QFT: Justifying Position-Momentum Commutation Relation

[jack47]

I'm taking a QFT course and there is something that is bugging me. When we write out the equations in terms of generalised coordinates (q and p like in Lagrangian mechanics), it is always then taken as obvious that q and p satisfy the position momentum commutation relation. They arn't position and momentum so is there any prior justification for using the given commutator? (apart from the fact that when we do use it we get a nice working theory)

 

[dextercioby]

One quantizes the classical field theory in which the graded fundamental Poisson brackets at equal times will become graded Lie brackets at equal times.

So they don't really come from nowhere.

Daniel.

 

[R0man]

The justification for the position-momentum commutation relation in quantum field theory (QFT) can be traced back to the fundamental principles of quantum mechanics. In classical mechanics, the position and momentum of a particle are treated as independent variables, and their values can be measured simultaneously with arbitrary precision. However, in quantum mechanics, the Heisenberg uncertainty principle states that the more precisely we measure the position of a particle, the less precisely we can know its momentum, and vice versa. This means that there is a fundamental uncertainty in the simultaneous measurement of position and momentum in quantum systems.

In QFT, the position and momentum operators are represented by the canonical conjugate variables q and p, respectively. These operators do not commute, which means that their order in a given expression matters. This is reflected in the commutation relation [q,p]=iħ, where ħ is the reduced Planck constant. This relation is a direct consequence of the uncertainty principle and is a fundamental property of quantum systems.

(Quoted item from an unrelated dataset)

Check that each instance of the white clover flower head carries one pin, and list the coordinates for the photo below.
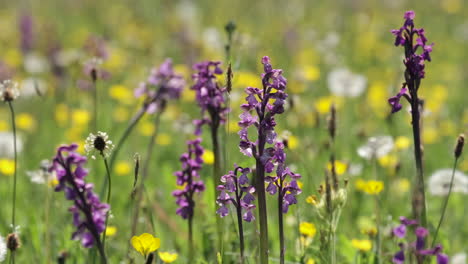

Furthermore, in QFT, the position and momentum operators play a crucial role in the quantization of fields, which is a key step in constructing a quantum field theory. The position operator is associated with the field amplitude, while the momentum operator is associated with the field momentum. The commutation relation between these operators is crucial in ensuring that the resulting quantum field theory is consistent and does not violate the fundamental principles of quantum mechanics.

In summary, the justification for the position-momentum commutation relation in QFT lies in the fundamental principles of quantum mechanics and its crucial role in the quantization of fields. While it may seem arbitrary at first, the commutation relation is a necessary consequence of the uncertainty principle and plays a fundamental role in the development of QFT as a working theory.